Previously, I've had other issues where I need to do something with the last line. For example, I had a script that would read a fasta, store each header and then start counting its sequence length (again line-by-line), and if it was within a range I specified, I saved it to another file. The counting would abort if the length went past the maximum, but I wouldn't know if it was more than the minimum until I reached another header or the end of the file. In the latter case, I had to repeat the length-checking subroutine below the while loop.

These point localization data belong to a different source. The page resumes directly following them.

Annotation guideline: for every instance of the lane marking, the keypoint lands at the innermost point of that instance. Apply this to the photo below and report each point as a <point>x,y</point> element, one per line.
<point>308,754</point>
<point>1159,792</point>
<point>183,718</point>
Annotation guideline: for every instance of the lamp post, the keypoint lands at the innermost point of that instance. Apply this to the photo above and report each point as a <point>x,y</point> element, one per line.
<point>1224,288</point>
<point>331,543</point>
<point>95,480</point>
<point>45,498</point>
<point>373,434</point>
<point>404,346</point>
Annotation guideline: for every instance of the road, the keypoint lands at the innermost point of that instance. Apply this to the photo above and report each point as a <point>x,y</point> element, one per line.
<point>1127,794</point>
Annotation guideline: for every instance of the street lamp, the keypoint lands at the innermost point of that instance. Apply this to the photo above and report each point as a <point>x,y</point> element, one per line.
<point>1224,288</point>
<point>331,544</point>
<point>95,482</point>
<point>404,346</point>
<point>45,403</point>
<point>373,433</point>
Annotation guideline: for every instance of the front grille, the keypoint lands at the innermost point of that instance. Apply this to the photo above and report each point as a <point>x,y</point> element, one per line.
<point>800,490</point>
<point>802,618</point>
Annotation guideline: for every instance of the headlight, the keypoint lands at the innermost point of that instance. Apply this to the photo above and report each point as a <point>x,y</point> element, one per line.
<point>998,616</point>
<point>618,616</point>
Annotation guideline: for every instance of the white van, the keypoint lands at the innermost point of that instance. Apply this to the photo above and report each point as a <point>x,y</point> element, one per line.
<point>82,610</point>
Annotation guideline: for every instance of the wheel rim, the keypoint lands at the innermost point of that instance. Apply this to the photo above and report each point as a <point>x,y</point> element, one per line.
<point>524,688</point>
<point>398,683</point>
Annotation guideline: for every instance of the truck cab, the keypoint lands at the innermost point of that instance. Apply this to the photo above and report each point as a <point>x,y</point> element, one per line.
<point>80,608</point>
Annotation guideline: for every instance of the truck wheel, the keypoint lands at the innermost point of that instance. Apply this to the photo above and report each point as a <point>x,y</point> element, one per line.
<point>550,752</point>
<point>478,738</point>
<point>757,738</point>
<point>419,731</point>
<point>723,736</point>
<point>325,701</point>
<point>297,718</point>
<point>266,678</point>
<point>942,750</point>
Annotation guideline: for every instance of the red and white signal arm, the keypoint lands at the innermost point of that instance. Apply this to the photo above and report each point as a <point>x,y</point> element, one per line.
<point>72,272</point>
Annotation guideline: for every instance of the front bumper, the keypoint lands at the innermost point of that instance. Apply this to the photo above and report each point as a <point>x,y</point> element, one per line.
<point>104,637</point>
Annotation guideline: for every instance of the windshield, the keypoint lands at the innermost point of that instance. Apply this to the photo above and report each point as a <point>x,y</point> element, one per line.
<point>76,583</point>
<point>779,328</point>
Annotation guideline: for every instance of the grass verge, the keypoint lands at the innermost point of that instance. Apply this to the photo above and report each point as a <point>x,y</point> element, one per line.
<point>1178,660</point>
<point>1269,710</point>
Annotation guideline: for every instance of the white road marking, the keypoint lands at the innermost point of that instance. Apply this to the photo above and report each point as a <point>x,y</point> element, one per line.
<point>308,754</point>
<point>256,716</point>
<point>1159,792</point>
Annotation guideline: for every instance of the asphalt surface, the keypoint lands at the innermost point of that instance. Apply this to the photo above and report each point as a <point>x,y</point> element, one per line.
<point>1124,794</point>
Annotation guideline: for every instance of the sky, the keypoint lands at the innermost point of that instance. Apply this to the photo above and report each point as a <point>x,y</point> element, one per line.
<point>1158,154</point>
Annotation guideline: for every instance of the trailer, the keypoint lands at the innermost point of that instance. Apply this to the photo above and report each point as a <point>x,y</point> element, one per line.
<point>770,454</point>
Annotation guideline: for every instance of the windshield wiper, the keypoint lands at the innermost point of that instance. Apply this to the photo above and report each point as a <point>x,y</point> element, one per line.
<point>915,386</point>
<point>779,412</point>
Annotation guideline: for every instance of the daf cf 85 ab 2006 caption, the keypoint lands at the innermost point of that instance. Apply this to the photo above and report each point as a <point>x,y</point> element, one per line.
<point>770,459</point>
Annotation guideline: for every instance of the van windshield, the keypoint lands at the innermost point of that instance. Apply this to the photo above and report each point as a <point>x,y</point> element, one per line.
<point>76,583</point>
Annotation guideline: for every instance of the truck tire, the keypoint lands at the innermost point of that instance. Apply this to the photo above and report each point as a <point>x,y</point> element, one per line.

I would like to avoid repeating that last part.

my $length = 0;
my $header;
my @line_array;

while (my $line = <$inputfasta_fh>) {
    chomp($line);
    if ($line =~ /^>/) {
        # check if previous sequence had a length within range
        if (check_length($length, $minlength, $maxlength) == 1) {
            print $outputfasta_fh "$header\n";
            print $outputfasta_fh join ("\n", @line_array), "\n";
        }
        undef @line_array;
        $header = $line;
        $length = 0;
    }
    else {
        if ($length <= $maxlength) { # no point in measuring any more
            push (@linearray, $line);
            $length += length($line);
        }
    }
}

#and now for the last sequence
if (check_length($length, $minlength, $maxlength) == 1) {
    print $outputfasta_fh "$header\n";
    print $outputfasta_fh join ("\n", @line_array), "\n";
}

sub check_length {
    my ($length, $minlength, $maxlength) = @_;
    if (($length >= $minlength) && ($length <= $maxlength)) {
        return 1;
    }
    else {
        return 0;
    }
}

So, my basic question is how to indicate I want to do something once in a loop without resorting to counters or repeating code outside the loop? Thanks for any help!


Solution

  • Here are solutions to the 2 problems you described. They are solved using modules from the BioPerl distribution. In this case the Bio::SeqIO module to open files and the Bio::Seq module for some methods it provides, (length, width). You can see how they simplify the solutions!

    #!/usr/bin/perl
    use strict;
    use warnings;
    use Bio::SeqIO;
    
    my $in  = Bio::SeqIO->new( -file   => "input1.txt" ,
                               -format => 'fasta');
    my $out = Bio::SeqIO->new( -file   => '>test.dat',
                               -format => 'fasta');
    
    while ( my $seq = $in->next_seq() ) {
        $out->width($seq->length); # sequence on 1 line.
        $out->write_seq($seq);
    }
    
    my ($minlen, $maxlen) = (40, 1000);
    
    while ( my $seq = $in->next_seq() ){
        my $len = $seq->length;
        out->write_seq($seq) if $minlen <= $len && $len <= $maxlen;
    }
    

    It would be worth your while to look into the modules - as you can see from these 2 examples, the resultant code is much more concise and easier to follow. You could look around the BioPerl wiki. The HOWTOs give some examples that you can use right away.